In a paper published in the American Journal of Managed Care, Duke University’s Barak D. Richman, Nick Kitzman, and Kevin Schulman, along with Arnold Milstein of Stanford University, provide a new legal analysis based on common law principles that can prohibit balance billing at inflated prices.

“These surprise bills should not be honored,” said Schulman, “providers are entitled to compensation but at market prices.  Judges should never have allowed claims for charges set by hospitals in chargemasters to be enforced.”

Those in favor of balance billing argue that it increases compensation for high-quality healthcare providers and would not be necessary if insurance companies reimbursed them appropriately.  Critics, including consumer advocates and legislators, argue that it succeeds due to a lack of transparency in pricing, creates patient confusion and unnecessary administrative costs, and absolves insurers from helping patients secure good value by passing along costs to patients. 

“That argument for balance billing is akin to saying it is ok for hospitals to steal money from patients because they’re putting the money to good use,” Richman says.  “Billing patients for prices that they did not agree to—prices that no one would ever agree to—and then demanding payment, often through collection services, is abusive.”

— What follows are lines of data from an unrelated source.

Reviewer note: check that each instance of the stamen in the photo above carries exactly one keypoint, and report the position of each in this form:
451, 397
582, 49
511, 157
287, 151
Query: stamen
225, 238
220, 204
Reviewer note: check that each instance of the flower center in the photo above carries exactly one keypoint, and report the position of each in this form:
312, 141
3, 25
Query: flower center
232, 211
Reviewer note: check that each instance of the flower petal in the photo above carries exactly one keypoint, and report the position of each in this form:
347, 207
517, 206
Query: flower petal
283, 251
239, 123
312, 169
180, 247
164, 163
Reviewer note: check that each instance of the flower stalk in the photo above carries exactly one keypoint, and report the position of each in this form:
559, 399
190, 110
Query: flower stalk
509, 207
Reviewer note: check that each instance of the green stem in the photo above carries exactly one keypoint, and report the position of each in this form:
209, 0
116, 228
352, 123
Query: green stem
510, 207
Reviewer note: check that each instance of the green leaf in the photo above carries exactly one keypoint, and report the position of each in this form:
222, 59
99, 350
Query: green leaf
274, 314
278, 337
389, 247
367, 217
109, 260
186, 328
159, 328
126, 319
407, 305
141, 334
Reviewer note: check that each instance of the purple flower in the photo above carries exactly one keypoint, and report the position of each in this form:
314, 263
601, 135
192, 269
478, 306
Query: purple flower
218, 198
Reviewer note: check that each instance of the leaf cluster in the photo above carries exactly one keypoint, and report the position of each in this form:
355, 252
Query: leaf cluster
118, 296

“We reviewed contract law and examined the law’s handling of cases where prices have not been specified in advance, which are the controlling authority to guide courts in disputes over surprise and out of network billing problems, and found that providers have no real legal authority to collect inflated bills,” said Richman. “Courts are divided in their rulings on this issue, not because they disagree with our legal analysis, but because they don’t understand how medical bills really work.”

“We urge state attorneys general to challenge provider claims for charges on behalf of vulnerable patients.  Patients and their attorneys can also challenge these claims directly, without waiting for delayed and cumbersome legislations or regulations. Courts can also support judges administratively to help them reach a reasonable and uniform definition of ’market price’ for their jurisdiction that would end these practices immediately.”

The authors argue that a simple legal solution through the courts would end the abusive practice and facilitate meaningful price competition in healthcare markets more effectively than many of the legislative and regulatory solutions currently under consideration.